Quotulatiousness

March 5, 2014

MazaCoin is now the official currency of the Lakota nation

Filed under: Economics, USA — Tags: , , — Nicholas @ 16:07

Adrianne Jeffries talks about a Bitcoin-like currency that the Lakota have adopted as their official currency:

The programmer and Native American activist Payu Harris raised a gavel Monday night and vigorously banged the bell to open trading at The Bitcoin Center, a meeting space for virtual currency geeks that looks like an empty art gallery in the middle of New York’s Financial District.

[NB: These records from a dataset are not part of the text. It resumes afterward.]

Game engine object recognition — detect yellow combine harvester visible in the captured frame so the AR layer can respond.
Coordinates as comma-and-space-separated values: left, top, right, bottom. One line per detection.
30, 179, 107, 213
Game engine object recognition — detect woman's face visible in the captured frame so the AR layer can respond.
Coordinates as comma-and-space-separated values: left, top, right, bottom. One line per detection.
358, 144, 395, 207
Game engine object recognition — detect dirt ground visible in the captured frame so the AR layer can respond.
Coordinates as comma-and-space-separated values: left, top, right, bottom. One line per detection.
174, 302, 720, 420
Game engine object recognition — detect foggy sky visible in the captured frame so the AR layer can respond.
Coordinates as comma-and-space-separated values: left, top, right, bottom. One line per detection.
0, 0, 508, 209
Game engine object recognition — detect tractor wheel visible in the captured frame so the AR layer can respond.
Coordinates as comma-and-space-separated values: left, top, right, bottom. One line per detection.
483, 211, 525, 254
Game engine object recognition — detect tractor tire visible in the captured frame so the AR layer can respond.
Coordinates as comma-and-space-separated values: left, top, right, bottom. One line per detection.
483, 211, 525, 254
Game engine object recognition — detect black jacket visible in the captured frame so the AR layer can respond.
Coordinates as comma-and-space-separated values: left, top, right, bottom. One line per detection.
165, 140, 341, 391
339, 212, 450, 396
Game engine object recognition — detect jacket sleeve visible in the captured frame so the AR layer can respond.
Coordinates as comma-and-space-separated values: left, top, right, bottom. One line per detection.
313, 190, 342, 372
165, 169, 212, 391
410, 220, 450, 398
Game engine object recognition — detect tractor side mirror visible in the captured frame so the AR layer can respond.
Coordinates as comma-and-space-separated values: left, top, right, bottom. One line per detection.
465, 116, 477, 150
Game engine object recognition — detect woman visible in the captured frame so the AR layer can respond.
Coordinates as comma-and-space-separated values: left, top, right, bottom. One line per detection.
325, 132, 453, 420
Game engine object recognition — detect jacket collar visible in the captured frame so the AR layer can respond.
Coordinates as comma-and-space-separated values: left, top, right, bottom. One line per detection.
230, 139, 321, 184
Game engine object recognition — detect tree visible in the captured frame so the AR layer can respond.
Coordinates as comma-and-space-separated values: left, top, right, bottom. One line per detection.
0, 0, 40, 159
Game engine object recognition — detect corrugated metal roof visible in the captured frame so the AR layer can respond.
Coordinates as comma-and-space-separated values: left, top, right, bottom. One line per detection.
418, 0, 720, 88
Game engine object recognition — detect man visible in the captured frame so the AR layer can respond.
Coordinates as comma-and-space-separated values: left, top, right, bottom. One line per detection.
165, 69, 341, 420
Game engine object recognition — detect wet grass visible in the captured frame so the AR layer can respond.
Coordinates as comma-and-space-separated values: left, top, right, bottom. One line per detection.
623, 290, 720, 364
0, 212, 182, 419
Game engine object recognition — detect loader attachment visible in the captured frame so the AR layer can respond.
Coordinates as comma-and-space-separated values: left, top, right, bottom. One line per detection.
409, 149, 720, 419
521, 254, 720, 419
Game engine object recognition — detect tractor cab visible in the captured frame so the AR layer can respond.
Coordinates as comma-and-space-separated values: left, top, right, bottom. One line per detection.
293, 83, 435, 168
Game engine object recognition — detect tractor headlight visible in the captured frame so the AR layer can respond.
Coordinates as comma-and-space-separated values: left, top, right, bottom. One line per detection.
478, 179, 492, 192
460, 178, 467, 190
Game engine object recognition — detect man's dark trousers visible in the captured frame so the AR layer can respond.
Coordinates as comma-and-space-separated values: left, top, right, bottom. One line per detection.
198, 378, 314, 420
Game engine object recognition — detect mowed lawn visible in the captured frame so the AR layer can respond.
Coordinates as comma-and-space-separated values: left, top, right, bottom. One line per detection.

Harris was there to promote MazaCoin, a cousin of Bitcoin that is now the official currency of the seven bands that make up the Lakota nation. After an hour of questions, Harris thanked the small crowd and was promptly accosted by a tall man and a woman in red who wanted to buy some MazaCoin, which Harris was selling for 10 cents apiece. The two trailed him around the room as he hunted for a printer so he could issue the digital currency on paper. MazaCoin is a month-old cryptocurrency based on the same proof-of-work algorithm as Bitcoin, the virtual currency that approximates cash on the internet — but no one in the room was equipped to make a digital trade.

There have been a slew of copycats since the rise of Bitcoin in 2009. The first wave attempted to improve on the basic Bitcoin protocol. The second wave, which includes the meme-based Dogecoin and the Icelandic Auroracoin, are catering to specific groups.